Seconds later, the 10,800-ton troop carrier Vassar Victory slid smoothly into the harbor. And 78 years later, that broken champagne bottle and a commemorative pin presented to Gatchell that day are now preserved as a part of Vassar history in the “realia” collection of the College’s Special Collections. These priceless keepsakes of Vassar’s war effort were donated to the College by Gatchell’s daughter, Katherine Bouton ’69.
Bouton discovered the wooden box containing the champagne bottle about a year ago while going through her parents’ belongings following their deaths. More recently, Bouton came across the gold commemorative pin, and she decided it ought to belong to Vassar as well. “It’s fitting that the champagne bottle and the pin are back together again,” she said.
Bouton said she decided to donate the pin to Vassar after a recent Vassar Club luncheon near her home in New York City. “When I attended the luncheon, I saw Betsy [President Elizabeth H. Bradley)] and knew she often wears beautiful pins, so I hope she wears it a few times before it goes into Special Collections.”
Ronald Patkus, Head of Special Collections and Adjunct Associate Professor of History on the Frederick Weyerhaeuser Chair, said most of the items in Special Collections consist of books or documents, but the “realia” section of the collection contains objects from Vassar’s history, including a pair of Matthew Vassar’s eyeglasses. “Preserving these objects is another way of chronicling Vassar’s history, too,” Patkus said.
Vassar Victory was one of more than 80 Victory-class ships—faster, sleeker versions of the former Liberty-class vessels—built toward the end of World War II, and one of about 20 named after American colleges and universities. Gatchell and nine other Vassar students were invited by the Navy to take part in the christening, and the students later marked the College’s “sponsorship” of the ship by donating 200 books to the ship’s library. Other members of the Vassar contingent at the shipyard that day were Sarah Harding, President of the Class of ’46; Katharine Ann Campbell Watson ’45; Ann Haynes ’45, President of Davison House; Mary Wetzel ’45, President of Main South; Anita Schuster ’45; Smokey Rowley ’47; and Miscellany News reporter Emily Malino ’46.
Patkus and Library Specialist Dean Rogers conducted some research on Vassar Victory and have placed documents on this ship’s curious history in Special Collections. According to those documents, the ship’s first task was ferrying German POWs back to Europe to be repatriated, and then bringing American GIs home. But in 1946 it was sold to an Italian cruise ship company, refitted for commercial use, and re-christened the SS Castel Bianco. In 1957 it was sold to a Spanish cruise line and re-christened the SS Begoña.

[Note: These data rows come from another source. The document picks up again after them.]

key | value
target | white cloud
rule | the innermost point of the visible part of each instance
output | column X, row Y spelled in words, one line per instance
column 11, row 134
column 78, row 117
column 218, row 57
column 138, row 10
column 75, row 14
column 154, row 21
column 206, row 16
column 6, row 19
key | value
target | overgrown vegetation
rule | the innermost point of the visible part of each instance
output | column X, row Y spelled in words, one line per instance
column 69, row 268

The ship carried passengers on voyages as far as Sydney, Australia, but it sailed mostly in the Canary Islands and the Caribbean. On October 4, 1974, it suffered massive engine failure and was towed to safety to Bridgetown, Barbados. The ship returned to Spain in 1975 where it was broken up for scrap.

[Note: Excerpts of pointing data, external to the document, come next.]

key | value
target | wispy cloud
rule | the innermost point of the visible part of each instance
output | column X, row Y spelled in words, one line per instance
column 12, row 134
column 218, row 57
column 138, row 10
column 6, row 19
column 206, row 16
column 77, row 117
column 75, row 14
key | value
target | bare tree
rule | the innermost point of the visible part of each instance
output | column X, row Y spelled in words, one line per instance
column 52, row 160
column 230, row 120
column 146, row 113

Coincidentally, Bouton’s father, Clyde Bouton, who served as an ensign in the Navy during the war and married Betty Gatchell in June 1945, also endured a mishap at sea that ended in the Caribbean 32 years earlier. Ensign Bouton’s aircraft carrier was sunk in the Atlantic by German torpedoes in January 1943, and Bouton and his fellow crew members spent 10 days in two lifeboats, finally landing safely in Barbados.